On the 21st of August, we arrived in Luxor by ship at about 3am. Half an hour later, my Topdeck group and I were dressed and out on the streets, walking to another boat, filled with other
tourists, that would take us to the other side of the Nile. There, we were picked up by a van and driven to a plane on the edge of the desert.
After waiting around for a while and receiving some instructions, it was finally time to board the hot air balloon. Within minutes our pilot was filling the balloon with more heat and we were soon leaving the ground.
Our balloon was the first to take off of the bunch. We soared across different heights, gliding through the air and the sun rose above the Nile. One of the most striking things I saw was the line between sand and greenery: the desert simply stopped and was replaced by a huge patch of land where the ground wasn’t too dry for plants to grow. It was crazy to watch the world wake up as we flew above it – a few cars drove around, a few people were taking care of their fields, chickens were going fluttering around their pen, dogs barked.

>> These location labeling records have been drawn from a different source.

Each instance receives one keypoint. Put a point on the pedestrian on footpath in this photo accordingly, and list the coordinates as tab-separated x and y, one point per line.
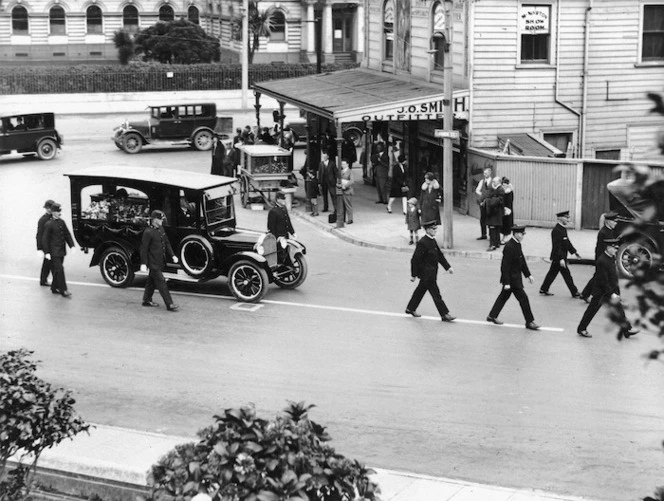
481	191
608	224
424	265
46	263
413	220
155	249
55	240
560	248
512	267
606	291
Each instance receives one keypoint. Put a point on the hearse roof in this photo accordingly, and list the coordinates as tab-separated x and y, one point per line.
169	177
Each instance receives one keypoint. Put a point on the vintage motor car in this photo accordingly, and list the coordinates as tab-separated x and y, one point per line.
30	134
641	244
111	208
189	124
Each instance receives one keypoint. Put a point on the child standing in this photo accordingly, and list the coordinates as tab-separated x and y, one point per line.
413	219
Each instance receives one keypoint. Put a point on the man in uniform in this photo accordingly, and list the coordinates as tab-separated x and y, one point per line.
606	290
561	246
512	267
424	265
55	240
606	231
155	248
46	263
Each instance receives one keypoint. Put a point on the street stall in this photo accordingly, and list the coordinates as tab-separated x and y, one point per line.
265	169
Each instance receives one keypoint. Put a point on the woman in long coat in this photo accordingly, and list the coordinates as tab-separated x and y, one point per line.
430	199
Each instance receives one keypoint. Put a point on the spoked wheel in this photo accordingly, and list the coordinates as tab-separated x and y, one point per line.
116	268
290	277
248	281
633	256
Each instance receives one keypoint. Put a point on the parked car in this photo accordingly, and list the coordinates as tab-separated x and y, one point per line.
641	244
111	208
30	134
191	124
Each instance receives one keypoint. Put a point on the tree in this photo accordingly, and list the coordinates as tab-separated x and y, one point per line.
125	45
34	417
260	25
176	42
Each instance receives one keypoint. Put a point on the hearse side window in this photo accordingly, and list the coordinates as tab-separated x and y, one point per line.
115	204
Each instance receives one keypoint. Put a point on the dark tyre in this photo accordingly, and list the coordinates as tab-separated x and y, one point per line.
634	255
248	281
196	256
292	276
116	267
47	149
202	140
132	142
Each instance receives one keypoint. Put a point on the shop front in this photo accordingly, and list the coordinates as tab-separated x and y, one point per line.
399	112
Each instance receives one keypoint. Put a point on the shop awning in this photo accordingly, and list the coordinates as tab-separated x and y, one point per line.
362	95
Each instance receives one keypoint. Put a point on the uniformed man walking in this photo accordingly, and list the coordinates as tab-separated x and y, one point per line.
46	263
560	248
606	290
512	267
424	265
155	248
55	240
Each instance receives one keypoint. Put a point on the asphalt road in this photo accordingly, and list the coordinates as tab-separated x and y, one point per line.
468	400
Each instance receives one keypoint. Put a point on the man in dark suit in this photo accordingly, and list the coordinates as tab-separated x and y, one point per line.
55	240
46	263
606	231
606	290
424	265
155	248
561	246
512	267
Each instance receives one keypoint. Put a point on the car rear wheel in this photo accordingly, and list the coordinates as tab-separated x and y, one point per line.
203	140
295	275
132	142
248	281
47	149
633	256
116	267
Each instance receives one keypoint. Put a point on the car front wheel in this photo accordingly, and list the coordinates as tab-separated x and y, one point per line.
116	267
633	256
47	149
203	140
248	281
132	142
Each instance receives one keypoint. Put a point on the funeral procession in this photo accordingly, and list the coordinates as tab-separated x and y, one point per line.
332	250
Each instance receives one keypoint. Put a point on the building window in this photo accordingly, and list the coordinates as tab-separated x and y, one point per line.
653	33
388	30
166	13
535	29
130	19
19	20
278	26
192	14
94	20
438	36
56	20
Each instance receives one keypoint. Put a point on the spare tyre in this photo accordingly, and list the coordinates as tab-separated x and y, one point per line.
196	256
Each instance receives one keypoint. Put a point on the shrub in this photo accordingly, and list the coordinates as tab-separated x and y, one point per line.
34	416
242	457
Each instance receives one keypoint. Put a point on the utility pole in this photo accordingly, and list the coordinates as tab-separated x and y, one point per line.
448	156
245	54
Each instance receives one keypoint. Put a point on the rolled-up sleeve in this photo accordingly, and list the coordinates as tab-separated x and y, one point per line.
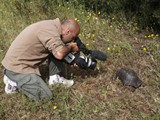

To capture what it was like floating across Luxor, here is a video:
After a relatively smooth landing, we were met again by Ahmed and our tour guide for the day, and were driven straight to Valley of the Kings. The Valley is a, as you might suspect, large valley in the desert where over the years and dynasties a large number of pharaohs were buried in tombs. We visited numbers two, eight and eleven, which belonged to Ramesses IV, Merenptah and Ramesses III respectively. Unfortunately we were not allowed to take any pictures, but it was incredible to walk around those tombs! Much of the original colouring is still intact, and it is absurd to think people were walking down there thousands of years ago, dragging large stones into the depth of the tombs in preparation of their leader’s death (apparently, tombs were mainly built during a king’s lifetime – if the king died before its completion, the workers would have 70 more days to try and finish it as that was how long it took for the body to be mummified).
Following the Valley, we went straight to Hatshepsut’s Temple. Hatshepsut was a queen who, after her husband died, was regent of the country, guiding her son, Tuthmose III, who wasn’t yet old enough to rule.
Hatshepsut, however, decided that she didn’t see why she couldn’t be ruler, so she decided to be king.
Pretty epic, if you ask me. The statues – the ones that remain (because her son had many destroyed, or the face mutilated, because he didn’t want her to be remembered and he never considered her a rightful ruler) – of Hatshepsut are even ‘dressed’ like men. She’s got the beard, the attire, and the only way you can tell it’s a woman is because of the softer facial features.
Next up was a short stop at a shop where they hand-carved stones – once again, we were given some hibiscus tea.
We went on to visit Karnak Temple, which was very big and very hot: despite the time of day, the sun was shining incredibly brightly already. The most striking thing about this temple were the number of pillars – each decorated with hieroglyphs, of course. There were also some obelisks, though in some cases it were more remainders, really (with the other part being in the Louvre in Paris). One of the obelisks was built by Hatshepsut. Her son, however, couldn’t take it down, because obelisks represent rays of the sun (and the sun, in turn, represents the god Ra) – so instead, he built a wall all the way around it, which by now has
crumbled and reveals the obelisk once
Last on the itinerary was a visit to Luxor Temple, which we’d flown past earlier that day. The outside of the temple was unfortunately never finished, but there’s a carving inside the temple which shows how it was probably meant to have looked – this carving has then been drawn in colour on paper to show us how it might have looked in full glory!
By now, all of us were drained of energy, which perhaps didn’t give us the best experience of the temple. Our visit was rather short because of it, but it was an interesting sight nonetheless.
When we’d finished our sightseeing, we checked into the hotel. The boys went for a nap, while Meg, Ahmed and I had a late lunch in the rooftop restaurant, after which I went for a long dip in the rooftop pool. We gathered a bit later and just hung out, before going down to the hotel restaurant for a late dinner. Shortly after, we went to sleep, ready and excited for Hurghada the next day.